Satte 6 Stunden lang dauert ein Solo-Kill in World of Warcraft. Der Trick dahinter ist genial durchdacht, aber wohl nicht zur Nachahmung empfohlen.
Raidbosse in World of Warcraft benötigen normalerweise die Zusammenarbeit einer ganzen Gruppe – zumindest dann, wenn es sich um aktuellen Content handelt. Doch manchmal lässt sich diese Anforderung durch gute Ausrüstung, geschicktes Ausnutzen von Mechaniken und jede Menge Ausdauer umgehen.
Jetzt hat ein Mönch die Nexusprinzessin Ky’veza bezwungen – und das, ohne im Bossraum zu sein!
Was ist vorgefallen? Der Spieler Venn hat es sich zur Aufgabe gemacht, einige Bosse aus dem (noch) aktuellen Raid „Palast der Nerub’ar“ solo zu bezwingen. Dieses Mal ist die Nexus-Prinzessin Ky’veza dran, die er mit seinem Braumeister-Mönch angeht.
Normalerweise benötigt der Boss mehrere Tanks, die immer wieder wechseln, da es einen stapelbaren Debuff gibt, der den erlittenen Schaden immer weiter erhöht. Doch als Mönch ist Venn in der Lage, den Schaden entsprechend abzumildern, um diese Angriffe lange genug zu überleben, bis der Phasenwechsel ansteht.
Das wirkliche Problem ist, dass Ky’veza über einen Enrage-Timer verfügt. Nachdem sie ihr Kampfmuster 3-mal durchlaufen hat, verfällt sie in einen „Soft Enrage“ und wirkt den Zauber „Finsternis“ – ein kanalisierter Zauber, der jede Menge Schaden verursacht und über kurz oder lang die ganze Raid-Gruppe auslöscht.
Zumindest dann, wenn man keinen Weg findet, die Fähigkeit zu vermeiden – und exakt das gelingt Venn.
Wie funktioniert das? Venn hat seine Transzendenz vor dem Bosskampf außerhalb des Raumes platziert, was es ihm erlaubt, bei Beginn der Enrage-Phase aus dem Raum zu teleportieren und dem Schaden zu entgehen.
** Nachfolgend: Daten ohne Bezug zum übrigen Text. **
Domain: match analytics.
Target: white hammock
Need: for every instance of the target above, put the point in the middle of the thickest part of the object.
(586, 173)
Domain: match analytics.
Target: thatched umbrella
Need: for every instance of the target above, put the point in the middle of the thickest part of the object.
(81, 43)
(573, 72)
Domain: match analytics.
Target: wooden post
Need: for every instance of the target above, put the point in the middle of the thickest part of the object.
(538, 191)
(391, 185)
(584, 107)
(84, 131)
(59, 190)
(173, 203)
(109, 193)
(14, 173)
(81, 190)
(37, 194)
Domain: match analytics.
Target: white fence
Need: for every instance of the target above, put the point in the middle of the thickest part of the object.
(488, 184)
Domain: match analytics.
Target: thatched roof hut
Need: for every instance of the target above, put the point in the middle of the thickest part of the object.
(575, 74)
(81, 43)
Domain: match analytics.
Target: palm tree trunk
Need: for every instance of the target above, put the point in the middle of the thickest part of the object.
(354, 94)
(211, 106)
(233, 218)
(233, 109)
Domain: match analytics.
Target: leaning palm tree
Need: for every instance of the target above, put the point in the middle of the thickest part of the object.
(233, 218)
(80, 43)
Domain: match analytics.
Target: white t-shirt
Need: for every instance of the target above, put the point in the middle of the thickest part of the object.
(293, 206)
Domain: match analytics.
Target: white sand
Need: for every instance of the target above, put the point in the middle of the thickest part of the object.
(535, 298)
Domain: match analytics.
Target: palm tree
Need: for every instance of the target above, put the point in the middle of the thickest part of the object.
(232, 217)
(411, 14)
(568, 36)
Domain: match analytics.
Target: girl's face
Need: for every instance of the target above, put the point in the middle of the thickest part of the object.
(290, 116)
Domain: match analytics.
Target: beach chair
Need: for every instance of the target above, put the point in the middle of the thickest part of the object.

Das bricht allerdings auch gleichzeitig die Sichtlinie und verhindert, dass Venn noch Schaden verursachen kann – mit Ausnahme von zwei Schmuckstücken! Denn seine beiden Schmuckstücke haben passive Effekte, die einem Angreifer Schaden zufügen, keine Sichtlinie benötigen und auch keine Reichweiten-Begrenzung haben.
Die nächsten 6 Stunden verbringt Venn damit, immer wieder nah an die Tür heranzutreten, um kurz von „Finsternis“ getroffen zu werden. Das löst die beiden Schmuckstücke aus, die minimalen Schaden verursachen, bevor er wieder einen Schritt Abstand nimmt und sich heilt.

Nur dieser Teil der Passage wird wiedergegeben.